Alistair menatap Ina selama beberapa detik yang terasa panjang. Gadis itu tidak berani mengerjap atau bernapas karenanya. Dia sangat ingin meninggalkan Alistair, menyadari bahwa mengajak pria itu bicara adalah kesalahan besar. Namun Ina tidak mampu bergerak. Bahkan sekadar melepaskan tangannya dari jari-jari panjang milik lelaki itu.

"Aku tidak dipaksa atau diancam. Aku memang bersedia." Alistair akhirnya menjawab. Mata biru esnya menatap Ina dengan intens. Membuat bulu tangan Ina seolah berdiri. Gadis itu bertanya-tanya sendiri, mengapa lelaki ini bisa membuatnya bereaksi aneh? Padahal, biasanya Ina adalah orang yang kebal untuk hal semacam ini. Dia bukan orang yang gampang terpesona pada pria-pria berwajah menawan, tak seperti Zora.

"Kenapa?"

"Kenapa?" Lelaki itu menyipitkan mata. "Aku anak yang ... patuh. Orang tuaku ingin punya menantu kamu. Dan rasanya aku tidak punya alasan untuk menolak."

Respons Alistair memberi Ina keberanian baru, meski pilihan katanya membuat Ina nyaris mengerang. Anak yang patuh? Tidak punya alasan untuk menolak? Ya ampun, ini tahun berapa ya?

"Memangnya kamu tidak punya pacar? Kok mau saja diminta untuk menikah dengan orang yang nyaris tak dikenal?" tanya Ina dengan berani.
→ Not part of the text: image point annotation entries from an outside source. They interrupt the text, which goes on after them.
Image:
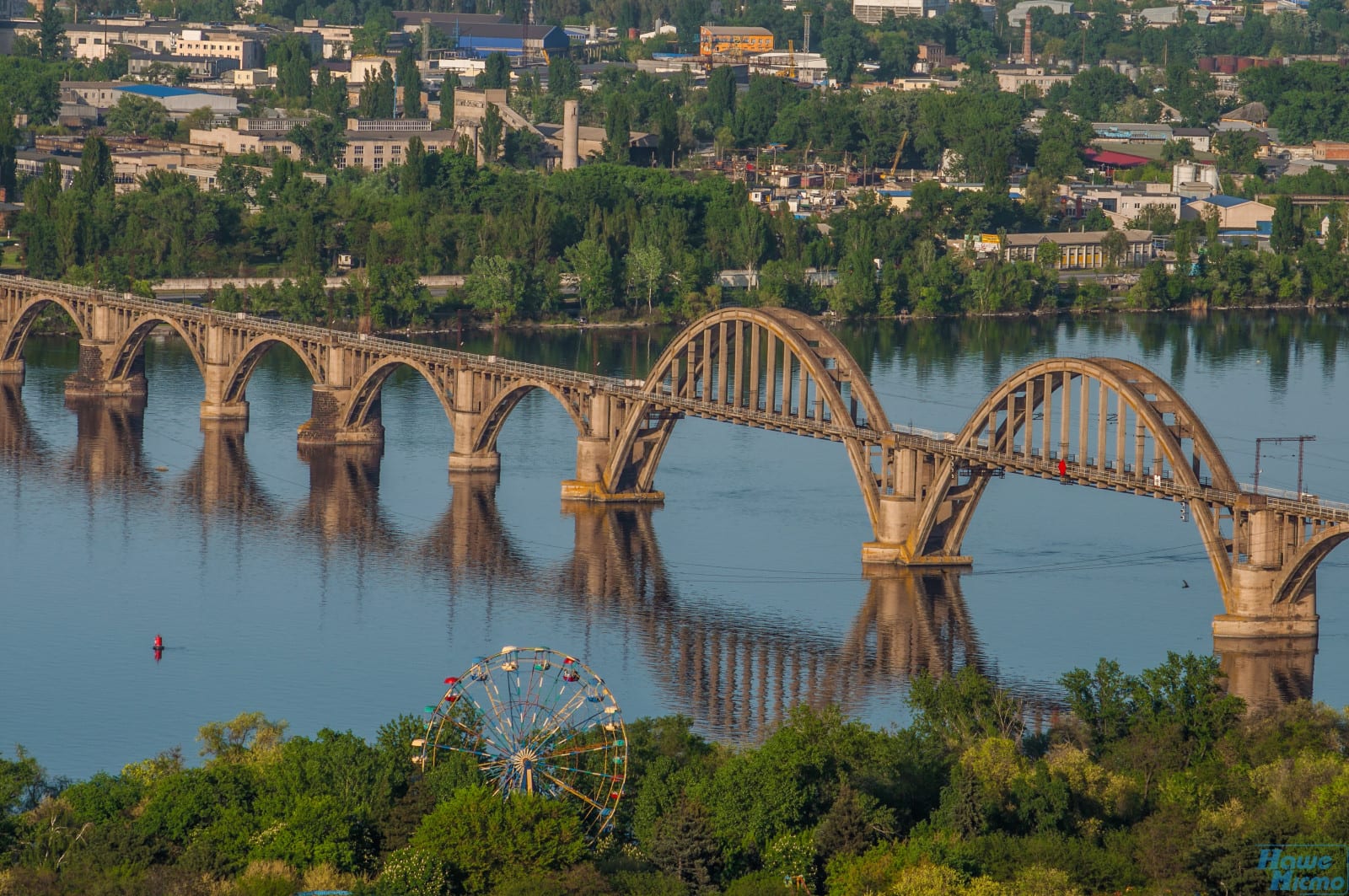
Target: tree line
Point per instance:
(1150, 783)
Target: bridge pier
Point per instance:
(1256, 609)
(325, 426)
(218, 404)
(467, 420)
(1255, 614)
(1267, 673)
(899, 517)
(91, 378)
(593, 456)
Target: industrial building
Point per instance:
(714, 40)
(536, 40)
(872, 11)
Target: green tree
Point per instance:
(249, 734)
(373, 37)
(1062, 141)
(330, 94)
(447, 101)
(647, 270)
(8, 150)
(409, 78)
(1093, 92)
(320, 141)
(1175, 152)
(51, 33)
(564, 78)
(294, 83)
(593, 263)
(33, 88)
(845, 51)
(496, 73)
(378, 94)
(1238, 152)
(1285, 229)
(721, 96)
(618, 118)
(1116, 247)
(496, 285)
(490, 132)
(138, 116)
(485, 841)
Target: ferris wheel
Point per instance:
(536, 722)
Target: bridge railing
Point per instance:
(908, 435)
(309, 332)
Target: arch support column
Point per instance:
(327, 409)
(1267, 673)
(91, 378)
(218, 405)
(469, 422)
(593, 458)
(899, 516)
(1254, 612)
(1255, 606)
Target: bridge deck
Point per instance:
(943, 446)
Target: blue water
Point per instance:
(341, 590)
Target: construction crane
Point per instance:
(899, 152)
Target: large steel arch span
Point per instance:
(1040, 395)
(13, 338)
(759, 361)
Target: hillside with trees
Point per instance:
(1150, 783)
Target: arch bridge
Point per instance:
(1110, 424)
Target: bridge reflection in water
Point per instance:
(735, 676)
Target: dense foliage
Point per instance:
(1153, 783)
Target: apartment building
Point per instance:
(1081, 251)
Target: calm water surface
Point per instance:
(339, 588)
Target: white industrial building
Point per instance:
(872, 11)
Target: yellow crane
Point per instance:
(899, 152)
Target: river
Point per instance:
(339, 588)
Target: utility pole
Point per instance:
(1302, 442)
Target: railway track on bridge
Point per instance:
(1116, 426)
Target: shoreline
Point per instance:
(825, 318)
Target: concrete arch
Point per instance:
(247, 361)
(1293, 583)
(134, 341)
(1167, 400)
(368, 388)
(1120, 378)
(496, 413)
(11, 347)
(809, 345)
"Kalau punya pacar, aku tak mungkin menerima tawaran orang tuaku. Lagi pula, aku percaya kalau mereka berusaha memilihkan yang terbaik untukku. Paling tidak, orang tuaku mengaku kalau mereka sudah memastikan tentang keluargamu. Minimal, masalah bibit, bobot, dan bebet, kamu sudah memenuhi kualifikasi mereka. Dan aku percaya pada penilaian orang tuaku," sahut Alistair tanpa ragu.

Ina termangu sesaat. Namun dia buru-buru bicara lagi.

"Aku berandai-andai nih. Kalau memang kita jadi menikah, kamu tidak akan ... melakukan hal-hal jahat padaku? Memberiku kebebasan? Yah ... tentunya dalam batas yang wajar. Tidak akan melakukan segala bentuk kekerasan?" Ina membayangkan Martin dan semua kebiasaan mengerikan yang baru diketahuinya. Melirik gadis-gadis, berusaha meraba tubuh Ina. Meski tidak termasuk kategori "kekerasan", tetap membuat Ina bergidik ngeri.

"Kamu yakin mau membicarakan semua itu di sini?"

Ina mengibaskan tangan kirinya yang bebas. "Jawab saja!"

Mungkin Alistair merasa iba melihat gadis di depannya berdiri tidak nyaman dengan wajah memerah dan suara cegukan yang mengganggu. Ina juga memindahkan bobot tubuhnya dari kaki kanan ke kaki kiri dengan canggung. Akhirnya, Alistair bersedia bicara.

"Aku bukan manusia biadab. Aku tidak akan melakukan sesuatu yang tidak kamu sukai. Aku juga bukan laki-laki otoriter. Apa itu jawaban yang cukup memuaskan."

Mendadak, Ina merasakan tungkainya lemas. Entah karena kata-kata Alistair atau tatapannya yang menghunjam.